The sixth-grader’s design is the result of an intensive two-week summer program called the Middle School Innovators Academy, created in collaboration between the NC State College of Design and the East Carolina University Office of Engagement, Innovation and Economic Development, which funded the pilot project.
Six pre-teens worked with industrial design professors and graduate students at NC State to conceive, prototype, and develop presentations about their new products—everything from playground equipment to computer mice to a device for walking on water.
The young inventors learned about patent searches, how to create design sketches, 2D and 3D computer modeling, and—perhaps most difficult of all—how to accept constructive criticism and make necessary changes to their designs.
It seemed a tall order for even these six, who were chosen from a pool of 40 sixth-graders at Centennial Campus Middle School in Wake County.
The larger group had spent much of the spring semester maintaining “design notebooks” with their ideas for inventions.
“We want to create a passion for innovation in our public schools,” said Percy Hooper, professor of industrial design and co-director of the program. “We want to give the students a chance to apply design thinking to other challenges in their educational careers.”
On the final day of the program, the students dressed in business attire and made formal presentations about their projects to their families.
“I like the concept of figuring out how you can make an easier life for others,” said Garrett Hess, 12. Before they created their designs, said Hess, the students first had to identify a need, or market, for their product.

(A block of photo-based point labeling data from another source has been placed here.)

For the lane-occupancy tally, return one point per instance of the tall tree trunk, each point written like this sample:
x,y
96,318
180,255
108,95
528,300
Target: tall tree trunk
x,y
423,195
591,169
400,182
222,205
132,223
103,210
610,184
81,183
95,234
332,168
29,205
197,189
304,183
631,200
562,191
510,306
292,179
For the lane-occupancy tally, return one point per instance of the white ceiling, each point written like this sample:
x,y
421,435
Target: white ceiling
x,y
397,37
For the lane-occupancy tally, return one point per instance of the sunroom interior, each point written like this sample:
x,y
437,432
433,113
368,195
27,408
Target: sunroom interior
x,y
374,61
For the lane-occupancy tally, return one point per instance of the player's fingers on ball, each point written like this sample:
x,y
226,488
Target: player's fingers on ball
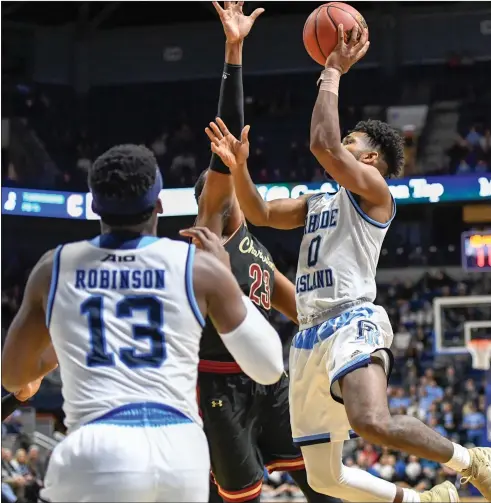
x,y
354,35
363,51
364,36
223,127
340,35
244,137
215,149
211,135
216,130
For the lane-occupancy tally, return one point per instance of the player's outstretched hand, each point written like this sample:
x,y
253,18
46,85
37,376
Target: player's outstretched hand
x,y
208,241
224,144
236,24
348,51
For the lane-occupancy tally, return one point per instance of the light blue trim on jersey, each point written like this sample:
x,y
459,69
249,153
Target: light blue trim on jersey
x,y
358,209
320,438
308,338
189,286
54,284
117,242
145,414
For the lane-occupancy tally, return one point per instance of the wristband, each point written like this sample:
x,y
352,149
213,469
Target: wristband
x,y
329,80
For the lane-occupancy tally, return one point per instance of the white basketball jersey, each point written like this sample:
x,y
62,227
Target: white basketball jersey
x,y
338,257
125,325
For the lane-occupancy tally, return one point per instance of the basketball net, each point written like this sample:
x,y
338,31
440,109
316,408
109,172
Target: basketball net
x,y
480,350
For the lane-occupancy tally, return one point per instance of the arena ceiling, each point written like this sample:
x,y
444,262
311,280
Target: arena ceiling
x,y
101,15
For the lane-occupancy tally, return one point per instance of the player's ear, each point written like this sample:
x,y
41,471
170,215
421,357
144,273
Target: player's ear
x,y
372,157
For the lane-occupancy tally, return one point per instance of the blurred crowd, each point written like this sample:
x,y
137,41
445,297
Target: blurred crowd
x,y
23,468
74,131
444,392
471,152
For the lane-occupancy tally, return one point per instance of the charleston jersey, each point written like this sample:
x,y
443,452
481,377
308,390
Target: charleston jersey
x,y
253,268
125,325
338,257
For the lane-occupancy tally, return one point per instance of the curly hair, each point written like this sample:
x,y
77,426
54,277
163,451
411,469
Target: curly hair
x,y
386,139
123,172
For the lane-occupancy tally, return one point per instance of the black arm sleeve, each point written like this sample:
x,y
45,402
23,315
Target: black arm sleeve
x,y
230,108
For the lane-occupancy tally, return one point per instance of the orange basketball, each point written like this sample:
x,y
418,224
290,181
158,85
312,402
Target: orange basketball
x,y
320,33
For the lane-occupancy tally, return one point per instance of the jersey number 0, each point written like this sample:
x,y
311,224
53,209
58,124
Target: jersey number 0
x,y
99,356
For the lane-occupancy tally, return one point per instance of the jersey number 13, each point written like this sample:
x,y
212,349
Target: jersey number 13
x,y
99,356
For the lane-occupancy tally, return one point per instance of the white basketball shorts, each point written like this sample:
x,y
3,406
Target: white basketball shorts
x,y
319,357
122,460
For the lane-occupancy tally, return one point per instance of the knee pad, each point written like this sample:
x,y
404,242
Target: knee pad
x,y
327,478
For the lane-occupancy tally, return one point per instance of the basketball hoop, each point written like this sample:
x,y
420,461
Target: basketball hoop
x,y
480,350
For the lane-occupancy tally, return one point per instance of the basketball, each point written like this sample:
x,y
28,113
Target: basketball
x,y
320,31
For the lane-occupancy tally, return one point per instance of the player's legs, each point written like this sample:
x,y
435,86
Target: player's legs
x,y
365,398
184,467
230,416
276,444
101,463
327,474
112,463
364,392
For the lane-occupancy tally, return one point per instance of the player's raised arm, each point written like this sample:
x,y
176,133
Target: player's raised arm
x,y
280,213
214,190
249,337
27,353
357,173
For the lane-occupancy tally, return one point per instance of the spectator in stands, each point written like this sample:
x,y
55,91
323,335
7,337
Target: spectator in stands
x,y
36,466
474,423
20,462
11,477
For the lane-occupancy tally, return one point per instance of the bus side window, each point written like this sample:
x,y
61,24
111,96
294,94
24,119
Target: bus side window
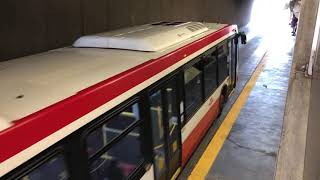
x,y
193,89
53,169
115,148
210,70
106,133
223,61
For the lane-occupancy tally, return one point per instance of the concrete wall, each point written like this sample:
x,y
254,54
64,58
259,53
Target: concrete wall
x,y
33,26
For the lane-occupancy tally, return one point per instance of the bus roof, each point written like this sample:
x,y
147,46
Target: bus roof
x,y
47,96
32,83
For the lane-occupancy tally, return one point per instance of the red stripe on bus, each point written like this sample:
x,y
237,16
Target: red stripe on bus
x,y
194,139
35,127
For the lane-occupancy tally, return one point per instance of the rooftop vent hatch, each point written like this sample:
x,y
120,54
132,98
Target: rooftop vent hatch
x,y
149,37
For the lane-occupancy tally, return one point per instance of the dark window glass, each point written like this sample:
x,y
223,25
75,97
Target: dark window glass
x,y
158,134
223,61
102,136
120,160
171,98
53,169
193,90
210,75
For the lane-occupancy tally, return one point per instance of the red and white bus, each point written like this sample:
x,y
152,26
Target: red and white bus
x,y
127,104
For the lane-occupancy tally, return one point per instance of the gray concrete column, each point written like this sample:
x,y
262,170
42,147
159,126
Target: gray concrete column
x,y
291,157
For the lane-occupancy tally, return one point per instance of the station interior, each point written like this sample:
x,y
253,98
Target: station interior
x,y
270,125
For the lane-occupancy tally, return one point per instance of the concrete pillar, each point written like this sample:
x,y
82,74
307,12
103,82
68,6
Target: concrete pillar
x,y
291,157
307,22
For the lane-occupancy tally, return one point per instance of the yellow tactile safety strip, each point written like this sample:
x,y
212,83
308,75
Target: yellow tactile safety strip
x,y
208,157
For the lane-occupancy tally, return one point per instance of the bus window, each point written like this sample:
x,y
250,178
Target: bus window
x,y
110,130
210,74
158,134
119,161
223,61
119,133
193,89
53,169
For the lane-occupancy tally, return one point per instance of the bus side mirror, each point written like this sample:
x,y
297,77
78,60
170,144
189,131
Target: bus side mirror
x,y
242,36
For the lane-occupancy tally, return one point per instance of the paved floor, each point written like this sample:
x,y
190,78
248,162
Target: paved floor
x,y
251,148
312,161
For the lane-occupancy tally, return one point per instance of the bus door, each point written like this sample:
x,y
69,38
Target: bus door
x,y
165,129
233,55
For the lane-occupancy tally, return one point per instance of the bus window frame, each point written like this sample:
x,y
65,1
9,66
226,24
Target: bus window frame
x,y
107,116
158,86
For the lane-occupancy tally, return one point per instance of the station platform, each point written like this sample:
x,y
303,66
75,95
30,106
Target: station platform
x,y
243,143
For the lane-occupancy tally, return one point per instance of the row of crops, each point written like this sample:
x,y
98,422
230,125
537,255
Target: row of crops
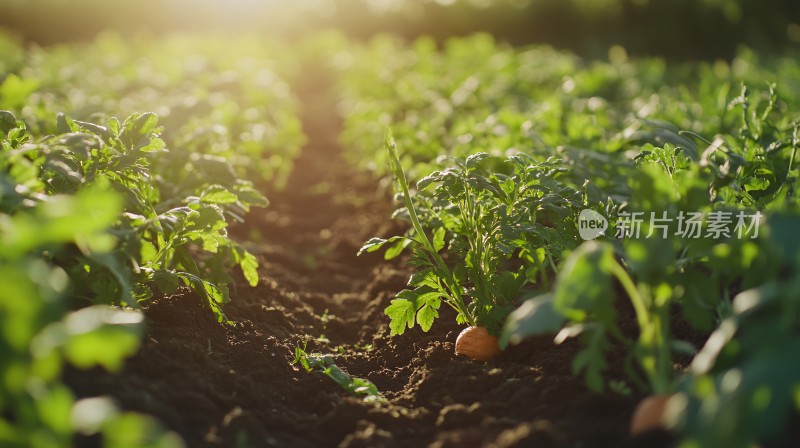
x,y
688,171
545,195
123,164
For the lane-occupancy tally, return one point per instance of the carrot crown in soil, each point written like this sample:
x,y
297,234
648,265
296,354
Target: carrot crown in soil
x,y
447,279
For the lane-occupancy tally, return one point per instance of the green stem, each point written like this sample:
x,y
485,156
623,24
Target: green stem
x,y
449,279
653,332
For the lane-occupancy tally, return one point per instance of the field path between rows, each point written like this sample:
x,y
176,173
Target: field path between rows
x,y
234,385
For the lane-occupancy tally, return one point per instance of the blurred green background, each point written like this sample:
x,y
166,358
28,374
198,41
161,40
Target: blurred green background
x,y
676,29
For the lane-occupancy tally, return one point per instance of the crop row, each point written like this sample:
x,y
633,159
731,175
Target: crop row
x,y
519,154
97,210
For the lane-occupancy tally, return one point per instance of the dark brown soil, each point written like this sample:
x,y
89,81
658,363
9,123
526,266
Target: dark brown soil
x,y
234,386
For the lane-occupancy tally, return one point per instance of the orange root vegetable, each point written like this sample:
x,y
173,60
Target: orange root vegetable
x,y
649,414
476,343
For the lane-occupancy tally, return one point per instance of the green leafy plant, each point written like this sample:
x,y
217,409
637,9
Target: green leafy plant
x,y
486,221
158,236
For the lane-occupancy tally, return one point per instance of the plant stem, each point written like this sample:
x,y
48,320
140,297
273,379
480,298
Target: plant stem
x,y
448,277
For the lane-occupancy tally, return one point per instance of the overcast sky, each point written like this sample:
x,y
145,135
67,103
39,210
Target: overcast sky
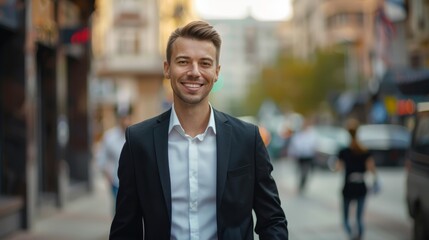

“This is just a phenomenal program to wrap around her and to pull out that creativity,” said Melvin Whitehead, whose niece, Danyae Bellamy, was one of the participants.
The program is badly needed, said Bryan Covington, a master in industrial design student who helped direct the youngsters.
“I didn’t even know what industrial design was when I was this age,” confessed Covington. “I was just drawing planes and tanks in math class.”
The pilot project—also held at ECU with students from Hope Middle School in Greenville, NC—was a success at both universities, said Hooper, who is seeking funding to double the size of the project in Summer, 2011.
“Will a line of new products appear on the store shelves as a result of the Middle School Innovators Academy?” asks Hooper. “With funding, many things are possible. What they have produced is comparable to what products on the way to manufacturing go through.”
Brain’s ultimate goal invention? A hover-craft that uses a magnetic field to stay airborne.
“I’m a dreamer,” Brain said. “I dream a lot.”